After that, our beloved Peggy, an Americauna, went missing. Just didn’t show up to the coop at night. We never found a single feather’s evidence of her anywhere. You should know that we let our chickens roam free anywhere on our property. They have free range. Most of the time, they never leave our property. Occasionally, they might hop the rock wall and venture into a nearby neighbor’s place, but they always come right back. Except that night. Peggy never returned.
Since the rooster went to live at the farm, we’ve been rooster-less. People frequently ask us if we are afraid of hawks and other predators without a rooster. The answer is, not really. The ladies do a good job of banding together on the couple of occasions they’ve needed to when a hawk has swooped down. Our coop is secure enough at night that I don’t worry. One afternoon, I saw a hawk swoop out of the sky and plow into the entire group of chickens. George ran outside to thwart any potential deleterious activity and all seemed okay. But all wasn’t okay. We later found poor Nancy, also an Americauna, dead in the coop. It seems she had suffered the brunt of the blunt trauma from the hawk. And a rooster wouldn’t have prevented that.
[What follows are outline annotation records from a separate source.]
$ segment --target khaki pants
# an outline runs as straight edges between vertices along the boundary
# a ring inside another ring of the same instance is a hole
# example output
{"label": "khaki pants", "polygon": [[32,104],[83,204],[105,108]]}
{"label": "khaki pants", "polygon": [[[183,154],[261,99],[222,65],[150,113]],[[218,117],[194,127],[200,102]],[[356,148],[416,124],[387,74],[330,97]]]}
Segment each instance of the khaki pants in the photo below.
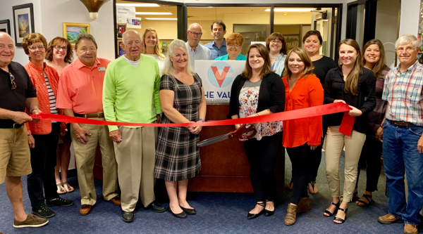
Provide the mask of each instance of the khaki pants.
{"label": "khaki pants", "polygon": [[[104,118],[94,118],[104,120]],[[94,164],[97,144],[100,145],[103,165],[103,197],[110,200],[118,195],[116,162],[113,150],[113,141],[109,136],[107,126],[80,124],[91,136],[86,136],[88,142],[82,144],[76,139],[75,129],[70,128],[72,143],[78,170],[78,181],[81,193],[81,204],[95,204],[97,195],[94,186]]]}
{"label": "khaki pants", "polygon": [[27,128],[0,129],[0,184],[6,176],[23,176],[32,172]]}
{"label": "khaki pants", "polygon": [[328,128],[325,150],[326,178],[332,197],[339,197],[339,161],[345,147],[345,182],[343,200],[350,201],[355,189],[357,167],[361,150],[366,141],[366,134],[352,131],[350,136],[339,131],[339,126]]}
{"label": "khaki pants", "polygon": [[119,126],[122,141],[114,144],[124,212],[132,212],[140,196],[144,207],[155,200],[155,129]]}

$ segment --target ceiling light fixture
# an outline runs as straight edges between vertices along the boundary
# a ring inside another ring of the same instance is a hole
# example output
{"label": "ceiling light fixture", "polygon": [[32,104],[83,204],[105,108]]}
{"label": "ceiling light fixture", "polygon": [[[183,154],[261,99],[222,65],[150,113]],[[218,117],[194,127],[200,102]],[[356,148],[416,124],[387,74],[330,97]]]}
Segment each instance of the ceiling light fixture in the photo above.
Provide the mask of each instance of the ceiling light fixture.
{"label": "ceiling light fixture", "polygon": [[[316,8],[275,8],[275,12],[310,12]],[[270,11],[270,8],[264,11]]]}
{"label": "ceiling light fixture", "polygon": [[178,20],[177,18],[146,18],[149,20]]}
{"label": "ceiling light fixture", "polygon": [[156,4],[116,4],[116,6],[142,6],[142,7],[160,7]]}
{"label": "ceiling light fixture", "polygon": [[135,12],[135,15],[171,15],[170,12]]}

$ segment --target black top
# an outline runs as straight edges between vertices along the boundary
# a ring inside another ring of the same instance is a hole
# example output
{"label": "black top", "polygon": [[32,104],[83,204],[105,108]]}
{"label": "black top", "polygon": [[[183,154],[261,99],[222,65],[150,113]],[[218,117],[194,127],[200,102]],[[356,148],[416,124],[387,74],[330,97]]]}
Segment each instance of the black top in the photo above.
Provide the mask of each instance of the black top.
{"label": "black top", "polygon": [[[240,93],[247,79],[239,74],[232,84],[231,99],[229,100],[229,113],[226,115],[231,119],[233,115],[239,117]],[[281,112],[285,110],[285,86],[281,77],[271,72],[262,79],[259,91],[257,112],[269,109],[272,113]]]}
{"label": "black top", "polygon": [[[324,104],[333,103],[336,99],[343,100],[362,112],[362,115],[355,117],[352,130],[360,133],[366,133],[367,115],[376,106],[375,86],[376,79],[373,72],[364,67],[358,80],[358,95],[354,96],[344,91],[345,82],[340,67],[331,69],[326,75],[324,84]],[[343,113],[330,115],[328,126],[340,126]]]}
{"label": "black top", "polygon": [[[25,100],[37,98],[37,91],[25,68],[19,63],[11,62],[8,65],[9,72],[15,77],[16,89],[11,89],[11,76],[0,69],[0,108],[24,112]],[[12,119],[0,119],[0,125],[13,124]]]}
{"label": "black top", "polygon": [[319,60],[312,63],[313,63],[313,66],[314,66],[313,73],[320,79],[321,86],[324,87],[326,75],[331,69],[338,67],[336,63],[333,59],[326,56],[323,56]]}

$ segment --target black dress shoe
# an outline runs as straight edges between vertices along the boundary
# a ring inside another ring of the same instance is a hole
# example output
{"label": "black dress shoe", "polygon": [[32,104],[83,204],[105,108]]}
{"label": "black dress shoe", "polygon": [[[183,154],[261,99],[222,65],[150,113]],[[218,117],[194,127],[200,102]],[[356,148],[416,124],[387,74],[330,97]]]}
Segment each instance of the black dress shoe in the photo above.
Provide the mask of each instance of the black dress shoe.
{"label": "black dress shoe", "polygon": [[182,209],[182,210],[183,210],[188,214],[194,215],[194,214],[197,214],[197,212],[195,211],[195,209],[183,208],[183,207],[180,207],[180,206],[179,207],[180,207],[180,209]]}
{"label": "black dress shoe", "polygon": [[156,213],[163,213],[166,212],[166,208],[164,208],[164,207],[162,206],[160,203],[156,202],[152,202],[150,204],[148,205],[148,207],[147,207],[147,209]]}
{"label": "black dress shoe", "polygon": [[134,221],[134,212],[126,212],[122,211],[122,220],[125,223],[130,223]]}
{"label": "black dress shoe", "polygon": [[176,217],[178,217],[178,218],[186,219],[188,216],[187,215],[187,213],[185,213],[183,210],[182,211],[182,212],[179,213],[179,214],[173,213],[173,212],[172,212],[172,209],[171,209],[171,207],[168,207],[167,210],[168,210],[168,212],[172,213],[173,215],[174,215]]}

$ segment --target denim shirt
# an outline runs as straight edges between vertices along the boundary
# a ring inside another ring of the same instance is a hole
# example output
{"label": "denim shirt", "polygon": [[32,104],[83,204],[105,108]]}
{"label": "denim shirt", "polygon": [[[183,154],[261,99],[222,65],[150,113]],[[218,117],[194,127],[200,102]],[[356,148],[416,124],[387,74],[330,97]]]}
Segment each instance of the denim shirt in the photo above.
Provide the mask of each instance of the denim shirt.
{"label": "denim shirt", "polygon": [[283,71],[283,68],[285,68],[286,58],[286,55],[282,53],[279,54],[278,57],[276,57],[276,60],[275,61],[275,63],[274,63],[271,66],[271,68],[275,72],[275,73],[276,73],[281,77],[282,77],[282,72]]}
{"label": "denim shirt", "polygon": [[210,49],[210,51],[212,51],[212,56],[213,57],[213,59],[228,54],[228,51],[226,50],[226,39],[224,38],[223,44],[222,44],[221,48],[217,48],[217,46],[214,44],[214,41],[207,43],[204,45],[204,46]]}

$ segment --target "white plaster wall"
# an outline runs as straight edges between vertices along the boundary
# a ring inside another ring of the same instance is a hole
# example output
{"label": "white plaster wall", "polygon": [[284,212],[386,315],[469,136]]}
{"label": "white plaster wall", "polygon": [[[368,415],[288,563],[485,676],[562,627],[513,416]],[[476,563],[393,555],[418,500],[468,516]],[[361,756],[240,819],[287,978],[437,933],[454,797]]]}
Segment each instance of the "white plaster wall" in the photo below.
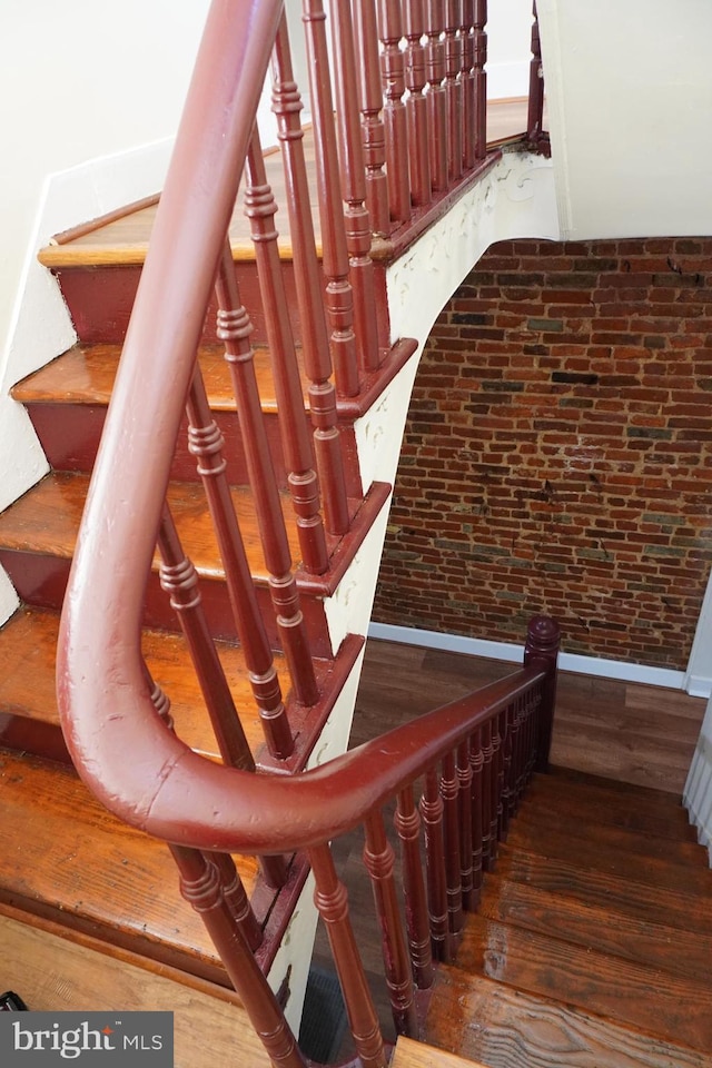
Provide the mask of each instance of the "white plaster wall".
{"label": "white plaster wall", "polygon": [[709,849],[712,867],[712,698],[702,722],[682,800],[690,813],[690,822],[698,829],[698,840]]}
{"label": "white plaster wall", "polygon": [[492,0],[487,8],[487,97],[526,97],[532,58],[531,0]]}
{"label": "white plaster wall", "polygon": [[564,238],[712,233],[712,4],[538,0]]}

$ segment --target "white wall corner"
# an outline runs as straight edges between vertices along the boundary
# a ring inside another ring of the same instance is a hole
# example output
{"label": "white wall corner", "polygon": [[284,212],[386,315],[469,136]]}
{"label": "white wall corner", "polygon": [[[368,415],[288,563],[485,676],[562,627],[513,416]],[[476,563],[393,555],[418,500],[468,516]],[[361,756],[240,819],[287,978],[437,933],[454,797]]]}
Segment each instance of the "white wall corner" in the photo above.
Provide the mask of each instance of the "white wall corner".
{"label": "white wall corner", "polygon": [[712,572],[702,599],[684,689],[692,698],[709,698],[712,694]]}
{"label": "white wall corner", "polygon": [[712,867],[712,698],[702,721],[682,802],[698,830],[698,841],[708,847]]}

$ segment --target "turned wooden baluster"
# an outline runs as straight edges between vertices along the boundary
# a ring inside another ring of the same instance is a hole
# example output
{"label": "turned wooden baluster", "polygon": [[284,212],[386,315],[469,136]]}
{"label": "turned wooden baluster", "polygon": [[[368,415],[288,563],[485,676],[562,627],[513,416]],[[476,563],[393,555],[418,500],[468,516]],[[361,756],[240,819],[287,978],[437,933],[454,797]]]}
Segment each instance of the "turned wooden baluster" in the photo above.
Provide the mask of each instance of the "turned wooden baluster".
{"label": "turned wooden baluster", "polygon": [[324,524],[319,514],[319,487],[299,365],[289,322],[289,305],[279,263],[275,215],[277,204],[267,181],[265,160],[257,127],[253,132],[246,164],[245,214],[250,220],[259,289],[267,326],[275,394],[279,411],[279,433],[287,465],[287,484],[297,516],[301,563],[310,574],[328,568]]}
{"label": "turned wooden baluster", "polygon": [[510,702],[504,712],[504,741],[502,743],[502,808],[500,811],[500,840],[505,842],[510,830],[510,820],[512,819],[514,805],[514,722],[516,718],[516,702]]}
{"label": "turned wooden baluster", "polygon": [[482,867],[492,870],[492,720],[482,724]]}
{"label": "turned wooden baluster", "polygon": [[363,1068],[385,1068],[388,1058],[348,918],[346,887],[336,874],[328,846],[310,849],[309,862],[316,882],[314,901],[326,927],[356,1052]]}
{"label": "turned wooden baluster", "polygon": [[536,740],[535,771],[548,770],[548,754],[552,748],[552,728],[554,705],[556,704],[556,661],[561,631],[555,620],[547,615],[535,615],[530,622],[524,647],[524,665],[546,672],[542,686],[542,706],[538,711],[538,738]]}
{"label": "turned wooden baluster", "polygon": [[411,961],[393,878],[395,858],[390,842],[386,838],[380,812],[374,812],[367,817],[365,831],[364,863],[370,876],[376,914],[380,924],[383,962],[393,1020],[398,1035],[416,1037],[418,1021]]}
{"label": "turned wooden baluster", "polygon": [[443,833],[443,799],[437,772],[425,775],[425,791],[421,798],[421,815],[425,834],[427,901],[431,921],[433,956],[449,962],[453,959],[447,932],[447,891],[445,883],[445,837]]}
{"label": "turned wooden baluster", "polygon": [[475,39],[473,24],[475,21],[474,0],[462,0],[462,19],[459,39],[462,42],[462,62],[459,81],[463,93],[463,167],[469,170],[475,166]]}
{"label": "turned wooden baluster", "polygon": [[[150,698],[154,703],[154,708],[158,712],[159,716],[166,723],[170,731],[174,730],[174,720],[170,714],[170,701],[168,696],[164,693],[161,688],[150,675],[150,672],[144,663],[144,672],[146,674],[146,680],[150,688]],[[245,938],[249,948],[254,951],[261,946],[263,942],[263,931],[257,922],[257,917],[253,912],[253,907],[248,901],[247,894],[245,893],[245,887],[238,874],[237,868],[235,867],[235,861],[229,856],[229,853],[210,853],[208,860],[205,860],[204,853],[200,850],[189,850],[184,852],[176,853],[176,848],[170,846],[168,847],[171,851],[176,863],[178,864],[179,870],[181,870],[182,858],[186,852],[194,854],[195,862],[198,866],[201,866],[204,862],[214,863],[219,880],[220,896],[221,896],[221,911],[225,916],[231,920],[240,930],[243,937]],[[273,858],[266,858],[273,859]],[[277,861],[277,866],[281,866],[281,860],[278,857],[275,857],[274,860]],[[284,879],[283,879],[284,882]],[[181,881],[182,890],[182,881]],[[192,903],[192,902],[191,902]],[[195,904],[194,904],[195,908]],[[199,912],[200,910],[197,909]]]}
{"label": "turned wooden baluster", "polygon": [[358,393],[354,293],[349,278],[348,249],[344,228],[326,14],[322,0],[303,0],[303,4],[319,194],[323,267],[327,281],[324,298],[330,330],[329,345],[337,393],[340,397],[354,397]]}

So that’s how the 12 became 9–3 Rhode Island Reds, 3 Plymouth Rocks, 2 Buff Orpingtons and 1 Americauna. Etta. The friendliest of all the chickens. My favorite. I often wonder if she misses Nancy and Peggy. I know she probably doesn’t and I have a bad habit of anthropomorphizing my animals. She is doing well and seems happy. Which is all that matters. We feed them well, give them plenty of space to roam and a safe place to sleep at night. Makes for a happy chicken life. In return, they give us the best eggs ever and lots of entertainment! Makes for a happy human life!